A mais bela
pintura de Cândido Portinari nunca foi intentada, e se o foi, perdeu-se há
décadas.
De fato
conta a história [e talvez não minta] que o mestre um dia viu [pela infinitésima-segunda
vez] o mundo – e pela vez primeira não o achou injusto nem mau [a opressão
capitalista, o trabalho escravo e a tragédia dos imigrantes não lhe tocaram a
imaginação ou a retina].
A mão do
artista de Brodósqui [mão essa exímia em segurar um preciso pincel embebido em óleo]

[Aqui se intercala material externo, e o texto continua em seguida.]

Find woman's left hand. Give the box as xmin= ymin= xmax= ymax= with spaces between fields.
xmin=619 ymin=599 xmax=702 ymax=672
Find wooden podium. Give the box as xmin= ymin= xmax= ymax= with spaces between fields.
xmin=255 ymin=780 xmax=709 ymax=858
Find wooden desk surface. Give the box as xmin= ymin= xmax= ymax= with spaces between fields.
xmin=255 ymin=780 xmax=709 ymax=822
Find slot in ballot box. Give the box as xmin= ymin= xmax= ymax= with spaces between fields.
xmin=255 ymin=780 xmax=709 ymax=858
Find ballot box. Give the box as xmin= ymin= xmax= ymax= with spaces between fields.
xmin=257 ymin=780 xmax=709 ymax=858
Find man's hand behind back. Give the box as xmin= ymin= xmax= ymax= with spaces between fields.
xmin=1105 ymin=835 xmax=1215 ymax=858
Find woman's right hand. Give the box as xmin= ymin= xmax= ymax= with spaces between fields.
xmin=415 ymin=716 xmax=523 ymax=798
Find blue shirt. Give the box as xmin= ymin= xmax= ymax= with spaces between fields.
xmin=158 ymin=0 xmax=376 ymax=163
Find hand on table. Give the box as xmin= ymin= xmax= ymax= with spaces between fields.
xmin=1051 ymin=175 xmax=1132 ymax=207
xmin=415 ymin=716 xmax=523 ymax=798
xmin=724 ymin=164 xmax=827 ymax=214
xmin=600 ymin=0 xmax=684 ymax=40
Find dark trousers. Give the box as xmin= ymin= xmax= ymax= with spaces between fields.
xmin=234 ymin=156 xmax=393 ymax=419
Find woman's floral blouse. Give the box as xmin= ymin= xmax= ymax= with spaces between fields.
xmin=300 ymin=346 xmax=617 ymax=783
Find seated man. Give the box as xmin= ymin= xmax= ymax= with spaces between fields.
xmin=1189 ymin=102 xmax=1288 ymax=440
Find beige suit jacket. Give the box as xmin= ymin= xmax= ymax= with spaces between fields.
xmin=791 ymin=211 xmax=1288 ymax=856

pela primeira vez acariciou com o pincel a tela, mas não a começar em caras
gretadas, marcas de varizes ou rugas à la cânion. A mão deixou-se levar [talvez
por lembranças de infância ou anúncios de maiô em alguma revista] e [em lugar
das linhas retas do sofrimento] passeou [talvez em delírio] por parábolas e montanhas-russas,
e por três horas [dizem] Cândido Portinari ano soube as horas.
Quando [finalmente]
afastou-se três passos, viu que do óleo e da tela [e pela primeira vez do óleo
e da tela de Portinari] observava-o uma jovem [olhos castanhos e cabelos
surpreendentemente ruivos – os cabelos de todo seu corpo]. Ela o olhava, nem
oferecida e nem pudica, nua e não supreendentemente feliz.
Não se sabe o que Cândido Portinari
pensou de seu primeiro e único encontro com a felicidade. Apenas que a pintura
nunca fez parte dos catálogos de leilão da Galeria Bonino.